Actionable comments posted: 1

Caution

Some comments are outside the diff and can’t be posted inline due to platform limitations.

⚠️ Outside diff range comments (1)

router/core/graph_server.go (1)

1373-1394: Potential nil pointer dereference on SwitchoverConfig in in-memory switchover fallback case.

Lines 1386-1387 access opts.SwitchoverConfig.inMemorySwitchOverCache without verifying that opts.SwitchoverConfig is non-nil. If the configuration enables InMemorySwitchoverFallback but SwitchoverConfig was not initialized (e.g., due to a configuration mismatch), this will cause a panic.
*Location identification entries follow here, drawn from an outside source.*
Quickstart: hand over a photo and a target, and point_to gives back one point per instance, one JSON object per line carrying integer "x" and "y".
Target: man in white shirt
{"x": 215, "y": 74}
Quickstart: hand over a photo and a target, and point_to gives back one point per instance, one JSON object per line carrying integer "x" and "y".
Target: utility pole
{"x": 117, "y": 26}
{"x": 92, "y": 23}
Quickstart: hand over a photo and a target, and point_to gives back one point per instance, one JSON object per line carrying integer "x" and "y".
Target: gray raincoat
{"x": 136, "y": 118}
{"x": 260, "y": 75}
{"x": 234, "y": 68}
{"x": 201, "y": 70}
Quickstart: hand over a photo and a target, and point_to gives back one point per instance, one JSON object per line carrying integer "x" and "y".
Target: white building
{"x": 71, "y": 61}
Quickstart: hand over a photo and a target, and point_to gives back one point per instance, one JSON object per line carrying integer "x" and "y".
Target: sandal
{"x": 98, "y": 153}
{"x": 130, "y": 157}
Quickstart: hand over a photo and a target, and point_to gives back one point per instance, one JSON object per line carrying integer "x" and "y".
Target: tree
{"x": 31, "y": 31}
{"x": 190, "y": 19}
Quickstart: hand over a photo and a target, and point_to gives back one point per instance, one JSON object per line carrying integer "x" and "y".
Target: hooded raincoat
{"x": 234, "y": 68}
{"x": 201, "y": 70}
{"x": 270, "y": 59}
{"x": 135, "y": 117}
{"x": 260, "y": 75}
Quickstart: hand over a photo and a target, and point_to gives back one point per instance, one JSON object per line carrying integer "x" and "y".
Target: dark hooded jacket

🐛 Proposed fix: Add nil check to the switch case condition

-	case s.cacheWarmup.InMemorySwitchoverFallback && (s.selfRegister == nil || !opts.CosmoCacheWarmerEnabled):
+	case s.cacheWarmup.InMemorySwitchoverFallback && opts.SwitchoverConfig != nil && (s.selfRegister == nil || !opts.CosmoCacheWarmerEnabled):

🤖 Fix all issues with AI agents

In `@router/core/graph_server.go`:
- Around line 1322-1323: The call to
opts.SwitchoverConfig.inMemorySwitchOverCache.IsEnabled() can panic if
SwitchoverConfig is nil; change the construction of operationPlanner
(NewOperationPlanner(executor, gm.planCache, ...)) to compute the boolean safely
by first checking if opts.SwitchoverConfig != nil and only then calling
inMemorySwitchOverCache.IsEnabled(), otherwise default to false, and pass that
computed value into NewOperationPlanner to avoid a nil pointer dereference.